Disclaimer: I do not own Futurama I am broke the only thing I own is my sacred irregular Oreos (I don't own Oreos so don't sue about them either).

Diary of Phillip J Fry

My day started when Bender smashed a beer bottle, held it to my neck and asked; "Where's my sombrero!" I told him it was mine, not his.

Anyway when I got to work, I had a band-aid on my neck and it hurt a little. My breakfast was a pickle sandwich which I gave to Zoidberg for $2000000.

We had to go on a delivery of fluffy toilet seats to Urectum. We were captured by the Evil Bum Master and managed to escape, but the door closed on Leela's leg and chopped it off.

The Evil Bum Master used it as a paperclip but his papers got all bloody.

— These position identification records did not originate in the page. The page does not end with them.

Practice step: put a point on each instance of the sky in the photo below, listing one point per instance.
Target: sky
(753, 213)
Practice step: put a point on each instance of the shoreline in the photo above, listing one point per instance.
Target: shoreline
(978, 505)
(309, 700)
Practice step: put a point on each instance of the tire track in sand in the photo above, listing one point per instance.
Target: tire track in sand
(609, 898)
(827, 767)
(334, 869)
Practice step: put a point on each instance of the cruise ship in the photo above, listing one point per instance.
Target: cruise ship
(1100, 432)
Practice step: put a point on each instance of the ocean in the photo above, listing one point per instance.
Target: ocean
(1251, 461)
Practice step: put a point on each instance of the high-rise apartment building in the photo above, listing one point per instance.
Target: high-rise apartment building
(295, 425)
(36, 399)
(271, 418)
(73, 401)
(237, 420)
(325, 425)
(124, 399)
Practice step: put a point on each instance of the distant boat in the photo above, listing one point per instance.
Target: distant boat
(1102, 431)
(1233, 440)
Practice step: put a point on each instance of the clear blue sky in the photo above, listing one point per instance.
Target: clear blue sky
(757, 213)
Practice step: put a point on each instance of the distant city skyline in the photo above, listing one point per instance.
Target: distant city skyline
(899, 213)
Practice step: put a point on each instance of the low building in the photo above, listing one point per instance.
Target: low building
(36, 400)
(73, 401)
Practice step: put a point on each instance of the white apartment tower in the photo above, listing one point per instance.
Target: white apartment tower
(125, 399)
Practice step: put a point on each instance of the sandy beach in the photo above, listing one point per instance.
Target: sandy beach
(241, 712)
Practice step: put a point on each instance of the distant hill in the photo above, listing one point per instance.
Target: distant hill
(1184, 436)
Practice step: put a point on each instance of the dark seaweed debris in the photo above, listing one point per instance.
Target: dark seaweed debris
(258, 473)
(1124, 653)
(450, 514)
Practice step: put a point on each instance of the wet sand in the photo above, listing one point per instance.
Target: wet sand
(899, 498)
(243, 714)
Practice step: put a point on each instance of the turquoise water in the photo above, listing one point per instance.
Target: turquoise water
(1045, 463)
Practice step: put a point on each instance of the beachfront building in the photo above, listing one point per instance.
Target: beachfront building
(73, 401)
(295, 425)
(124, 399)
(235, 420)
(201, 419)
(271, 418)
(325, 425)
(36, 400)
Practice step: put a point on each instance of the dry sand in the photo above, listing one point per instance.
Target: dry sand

Bender was so grossed out but his memory card exploded and set me on fire but the Professor had a backup disc at the office.

Leela managed to get back her leg which Zoidberg blu-tacked back on and put me out.

I accidentally let go of the $2000000 note and it flew onto a power line. Damn!

I've learnt my lesson about messing with power lines.

We had to deliver a package of petrol to Oxide 4, the gas planet.

We blew it up, destroyed the entire civilisation and went back to earth covered in ashes. There was something strange about Zoidberg at lunchtime, I was seeing double. Four heads!

Anyway, Nibbler told me that I had to fight the brain spawn otherwise his home planet, Eternium, would be destroyed, but hey, can't win em all.

The people of Osiris 4 came and tried to kill bender, but we heaped a few bananas on him and they thought he was a bowl and I think they tripped over and got internal brain damage.

Zoidbergs great uncle Zoid died and he got 20 bucks.

Bender shoved my head into the teleporter and I went back to the cryogenic lab.

It turned out my mum was frozen to but for another 30 years I tripped and fell on the control and made it another 200 years. Then the guys kicked me out for stealing their Seymour Asses' pizza. Anyway, it was a pretty normal day.